Anyone who has done a dot-to-dot will know that it’s not always easy to tell what the picture is until most of, if not all, the dots have been connected. Or, at least for the more complicated versions it can be more difficult to see the picture beforehand.
At the moment, my relationship with Abba seems to involve joining the dots between little girl me and adult me, so that the healing of my heart and the renewing of my mind can take place. This seems to be a rather remarkable process and a rather awesome experience.
There seem to be several pictures of dot-to-dot overlapping in my life, at the moment. I can’t yet see the big picture, but I’m enjoying connecting some of the dots.
This morning, during my morning coffee with Abba I was able to join some more dots.
I was reading Psalm 71. Several verses assisted me in connecting the dots. These are the verses:
For you have been my hope, O Sovereign LORD, my confidence since my youth. From my birth I have relied on you; you brought me forth from my mother’s womb. I will ever praise you. (Verses 5-6).
Since my youth, O God, you have taught me, and to this day I declare your marvellous deeds. Even when I am old and grey, do not forsake me, O God, till I declare your power to the next generation, your might to all who are to come. Your righteousness reaches to the skies, O God, you who have done great things. Who, O God, is like you? Though you have made me see troubles, many and bitter, you will restore my life again; from the depths of the earth you will again bring me up. You will increase my honour and comfort me once again. (Verses 17-21).
I think it’s going to be difficult to describe the dots that I’m connecting, because they are deeply personal, but I’ll try to do so coherently.

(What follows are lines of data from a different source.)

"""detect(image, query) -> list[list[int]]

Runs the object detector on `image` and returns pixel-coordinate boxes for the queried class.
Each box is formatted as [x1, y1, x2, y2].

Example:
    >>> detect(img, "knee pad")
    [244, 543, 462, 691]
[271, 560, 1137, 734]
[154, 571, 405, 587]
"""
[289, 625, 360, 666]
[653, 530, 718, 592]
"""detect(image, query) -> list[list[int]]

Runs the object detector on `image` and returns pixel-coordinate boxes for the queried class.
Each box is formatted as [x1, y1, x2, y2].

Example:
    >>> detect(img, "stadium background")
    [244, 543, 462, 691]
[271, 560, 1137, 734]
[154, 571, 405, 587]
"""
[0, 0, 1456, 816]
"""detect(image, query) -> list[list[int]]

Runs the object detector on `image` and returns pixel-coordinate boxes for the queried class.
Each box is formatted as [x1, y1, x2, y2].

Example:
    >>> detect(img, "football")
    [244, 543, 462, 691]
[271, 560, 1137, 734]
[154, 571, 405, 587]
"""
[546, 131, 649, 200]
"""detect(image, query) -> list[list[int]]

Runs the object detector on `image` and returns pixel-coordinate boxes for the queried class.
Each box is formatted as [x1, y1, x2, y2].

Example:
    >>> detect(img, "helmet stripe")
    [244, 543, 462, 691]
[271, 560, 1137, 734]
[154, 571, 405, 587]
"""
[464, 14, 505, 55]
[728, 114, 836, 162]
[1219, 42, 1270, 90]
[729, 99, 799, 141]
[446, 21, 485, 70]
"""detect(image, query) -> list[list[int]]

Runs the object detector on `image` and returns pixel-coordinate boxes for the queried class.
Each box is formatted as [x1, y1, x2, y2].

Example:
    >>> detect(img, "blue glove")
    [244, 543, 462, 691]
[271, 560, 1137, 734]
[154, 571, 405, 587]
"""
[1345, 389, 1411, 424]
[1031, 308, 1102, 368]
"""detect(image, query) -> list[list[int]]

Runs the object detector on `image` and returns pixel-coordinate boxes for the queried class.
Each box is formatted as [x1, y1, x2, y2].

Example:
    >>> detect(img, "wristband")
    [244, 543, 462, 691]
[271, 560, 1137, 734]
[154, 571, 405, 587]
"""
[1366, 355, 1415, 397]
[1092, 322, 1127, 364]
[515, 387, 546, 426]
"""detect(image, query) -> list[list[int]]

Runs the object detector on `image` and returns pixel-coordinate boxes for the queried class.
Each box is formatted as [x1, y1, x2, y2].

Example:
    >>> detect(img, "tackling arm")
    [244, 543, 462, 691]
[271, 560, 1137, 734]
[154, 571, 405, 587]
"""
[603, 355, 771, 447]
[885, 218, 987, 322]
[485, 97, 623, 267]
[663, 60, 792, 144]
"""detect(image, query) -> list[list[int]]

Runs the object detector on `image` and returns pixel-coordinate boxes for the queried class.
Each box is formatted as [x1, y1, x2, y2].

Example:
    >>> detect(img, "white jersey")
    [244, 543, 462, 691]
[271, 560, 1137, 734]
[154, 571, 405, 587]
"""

Basically, I have discovered that Abba is gradually and gently connecting ‘little girl’ me to Himself, while simultaneously connecting her to adult me. However, there are a lot of complex strands which need re-wiring and re-connecting so that it works well for health, renewal, growth, and transformation.
As I was growing up I developed a strong core belief of what God was like. I believed that God was mean and would punish me if I were naughty. I had no reason to believe that this was untrue. I had no evidence of him not being a mean father in the sky. I still loved him though and did my best to please him by keeping his law as best as I could. I still longed for comfort and connection with him and did experience more gentle experiences of him. I used to imagine him comforting me and stroking my hair when I was crying in bed.
Since I turned 30 (I’m now 33 for those who don’t know), I started the remarkable and life changing journey of discovery where I’m gaining fresh insight of the LORD. I’m gradually learning about and glimpsing the good Father heart of God, whom I know as Abba, Jesus as brother and Saviour, who died on the cross so that I can live in freedom rather than fear, and Spirit who is so many things not least comforter and guide.
Over the past two months I have re-discovered the comfort I can go to in my imagination. I have been able to go to Abba and climb up for a cuddle while he strokes my hair. Abba is the best daddy ever, and it’s really helping me to become more joined up. It’s really helping me in my recovery. It’s really helping me in my relationships. It’s really helping me in my walk as a disciple. I think it’s also helping me to write and be creative in other ways.
Thank you Abba for joining the dots.